Raudive isn’t an isolated practitioner; there are many who are convinced that EVP is a genuine conduit between the next world and this. However, it is more likely that any voices trapped in static are stray fragments of earthly broadcasts, and the listener can impose their own meanings upon them, much like auditory Rorschach blots.

Evolving Noise

Humans are actually quite good at piecing together fragments of speech over a noisy background; in fact, there would have been an evolutionary advantage to doing so – if, for example, someone were trying to warn you about the location of a sabre-tooth tiger during a powerful thunderstorm, or telling you there was no decaf in stock across the floor of a noisy cafe.

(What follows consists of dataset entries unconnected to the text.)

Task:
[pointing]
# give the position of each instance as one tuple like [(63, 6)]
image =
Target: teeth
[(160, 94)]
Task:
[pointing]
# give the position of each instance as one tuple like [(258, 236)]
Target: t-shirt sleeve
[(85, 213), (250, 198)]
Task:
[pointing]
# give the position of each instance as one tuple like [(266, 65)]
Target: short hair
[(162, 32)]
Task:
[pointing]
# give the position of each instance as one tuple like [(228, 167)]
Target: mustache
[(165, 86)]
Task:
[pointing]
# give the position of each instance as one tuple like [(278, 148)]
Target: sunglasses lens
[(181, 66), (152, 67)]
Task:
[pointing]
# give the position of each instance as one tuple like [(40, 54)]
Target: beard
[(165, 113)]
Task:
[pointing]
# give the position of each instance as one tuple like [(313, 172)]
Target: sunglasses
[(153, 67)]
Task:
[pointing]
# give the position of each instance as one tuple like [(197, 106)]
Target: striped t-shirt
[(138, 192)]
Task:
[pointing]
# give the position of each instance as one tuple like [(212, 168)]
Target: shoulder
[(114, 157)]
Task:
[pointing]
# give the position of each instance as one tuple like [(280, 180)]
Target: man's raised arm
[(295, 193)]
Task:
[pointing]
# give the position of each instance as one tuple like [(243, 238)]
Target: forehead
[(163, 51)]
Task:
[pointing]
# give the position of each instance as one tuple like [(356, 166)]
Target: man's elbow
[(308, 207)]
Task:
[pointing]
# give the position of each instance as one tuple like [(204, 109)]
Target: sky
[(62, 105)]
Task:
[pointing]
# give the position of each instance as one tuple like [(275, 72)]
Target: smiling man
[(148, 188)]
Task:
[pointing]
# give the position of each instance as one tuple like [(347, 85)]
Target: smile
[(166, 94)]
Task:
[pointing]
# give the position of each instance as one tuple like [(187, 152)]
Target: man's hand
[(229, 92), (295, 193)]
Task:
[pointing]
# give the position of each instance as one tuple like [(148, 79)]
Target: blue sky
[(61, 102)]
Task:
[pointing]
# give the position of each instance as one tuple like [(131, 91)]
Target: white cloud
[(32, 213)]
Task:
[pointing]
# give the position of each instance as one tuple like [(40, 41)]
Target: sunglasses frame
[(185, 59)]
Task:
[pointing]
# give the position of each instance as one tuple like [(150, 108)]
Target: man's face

Interestingly, if you take a voice recording and intermittently replace sections with white noise, it is much easier to interpret than if you replace those same sections with silence – presumably due to those same evolutionary factors. White noise is more reminiscent of the swirling of wind through the forest (changes of wind direction can often have significant impact on what you hear), and sudden absolute silences don’t occur often in nature (and when they do, it’s probably too late).

In The Pink

So what is white noise anyway? Basically, it’s a random signal that doesn’t favour any particular frequency range – it has a constant power spectral density. Pink noise is modified so that different octaves have different absolute power spectral densities – however, as the human auditory system is non-linear and responds to lower frequencies differently to higher frequencies, people tend to perceive pink noise as having a more even balance of low/high frequencies. We also have brown noise, which essentially uses Brownian motion as a generator, and this will be perceived to have even more bass frequencies than pink noise.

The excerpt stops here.